Hailed as “the Holy Grail of palaeontology”, scientists have confirmed that an unusual oval shape found preserved in Russian cliffs is the oldest known animal fossil, The Independent reports.
Debate has raged in the research community for decades over the identity of Dickinsonia, which roamed the Earth 558 million years ago during the Ediacaran period.
Life forms from this period are thought to be the first ever large, multicellular creatures, but they are so different to anything alive today that their exact identity has remained a mystery.
Previously experts have suggested the metre-long Dickinsonia could be a fungus or a giant amoeba.
But experiments using a specimen from north west Russia has revealed their true identity as some of the first ever animals.
The fossil was so well preserved that when researchers drilled into it they found traces of cholesterol, a type of fat that is a clear indicator of animal life.
“The fossil fat molecules that we’ve found prove that animals were large and abundant 558 million years ago, millions of years earlier than previously thought,” said Professor Jochen Brocks from the Australian National University.

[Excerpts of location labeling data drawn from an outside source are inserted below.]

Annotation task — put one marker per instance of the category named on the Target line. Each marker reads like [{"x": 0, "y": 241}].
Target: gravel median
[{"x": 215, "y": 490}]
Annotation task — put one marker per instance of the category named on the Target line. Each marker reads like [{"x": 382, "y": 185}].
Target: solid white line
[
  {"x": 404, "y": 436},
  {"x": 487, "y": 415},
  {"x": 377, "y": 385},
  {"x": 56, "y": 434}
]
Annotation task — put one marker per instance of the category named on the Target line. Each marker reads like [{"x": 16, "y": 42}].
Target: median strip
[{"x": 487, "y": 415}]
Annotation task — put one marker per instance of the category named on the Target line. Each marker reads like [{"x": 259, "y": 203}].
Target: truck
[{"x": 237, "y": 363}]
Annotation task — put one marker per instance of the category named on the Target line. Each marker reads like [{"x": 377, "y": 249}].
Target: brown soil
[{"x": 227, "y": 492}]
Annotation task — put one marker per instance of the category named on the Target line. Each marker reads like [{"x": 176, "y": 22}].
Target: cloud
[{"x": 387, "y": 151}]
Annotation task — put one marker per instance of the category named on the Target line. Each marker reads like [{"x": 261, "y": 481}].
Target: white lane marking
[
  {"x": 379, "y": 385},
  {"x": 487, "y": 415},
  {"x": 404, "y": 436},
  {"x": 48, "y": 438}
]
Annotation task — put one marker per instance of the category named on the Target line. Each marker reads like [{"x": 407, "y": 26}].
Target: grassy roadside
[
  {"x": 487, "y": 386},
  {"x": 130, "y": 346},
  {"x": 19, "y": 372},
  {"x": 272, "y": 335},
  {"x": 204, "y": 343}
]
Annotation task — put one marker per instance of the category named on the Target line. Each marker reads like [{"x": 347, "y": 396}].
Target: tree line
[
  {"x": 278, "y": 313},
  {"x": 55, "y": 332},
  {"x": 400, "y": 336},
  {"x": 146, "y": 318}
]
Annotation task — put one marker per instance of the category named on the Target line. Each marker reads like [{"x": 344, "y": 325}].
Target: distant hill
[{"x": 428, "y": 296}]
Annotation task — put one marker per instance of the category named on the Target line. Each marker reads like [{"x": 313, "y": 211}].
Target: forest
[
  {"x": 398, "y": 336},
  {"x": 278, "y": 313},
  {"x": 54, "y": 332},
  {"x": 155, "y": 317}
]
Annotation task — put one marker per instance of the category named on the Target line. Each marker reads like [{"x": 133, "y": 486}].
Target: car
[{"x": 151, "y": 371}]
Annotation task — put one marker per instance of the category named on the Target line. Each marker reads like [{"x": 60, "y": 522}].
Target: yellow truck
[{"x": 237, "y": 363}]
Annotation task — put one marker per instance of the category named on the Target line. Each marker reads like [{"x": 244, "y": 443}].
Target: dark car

The current received wisdom in palaeontology is that large animals began to dominate around the time of the Cambrian explosion around 541 million years ago.
At this point creatures recognisable as worms, molluscs and other modern groups appear in the fossil record, but the new discovery suggests they were preceded by a wave of animals that looked like Dickinsonia.
Besides high levels of cholesterol, the fossil was lacking in chemical markers known to be associated with fungi.
“Scientists have been fighting for more than 75 years over what Dickinsonia and other bizarre fossils of the Edicaran biota were,” said Professor Brocks, who “couldn’t believe” the results when they were first brought to him by PhD student Ilya Bobrovskiy.
He added: “The fossil fat now confirms Dickinsonia as the oldest known animal fossil, solving a decades-old mystery that has been the Holy Grail of palaeontology.”
The specimen was excavated from a remote cliff face near the White Sea by Bobrovskiy.
“I took a helicopter to reach this very remote part of the world – home to bears and mosquitoes – where I could find Dickinsonia fossils with organic matter still intact,” he said.
Bobrovskiy noted the difficulty in finding a fossil as old as this Dickinsonia specimen that still contained traces of organic material.
“Most rocks containing these fossils such as those from the Ediacara Hills in Australia have endured a lot of heat, a lot of pressure and then they were weathered after that,” he said. “These are the rocks that palaeontologists studied for many decades, which explained why they were stuck on the question of Dickinsonia’s true identity.”
The results of this work, published in the journal Science, mark a new way for scientists to examine the prehistoric world.
“Looking at molecules in these ancient organisms is a game changer,” said Professor Brocks.
Historically, palaeontologists have exclusively looked at the structure of ancient creatures, but adding molecular analysis to these studies allows them to explore them in far greater depth.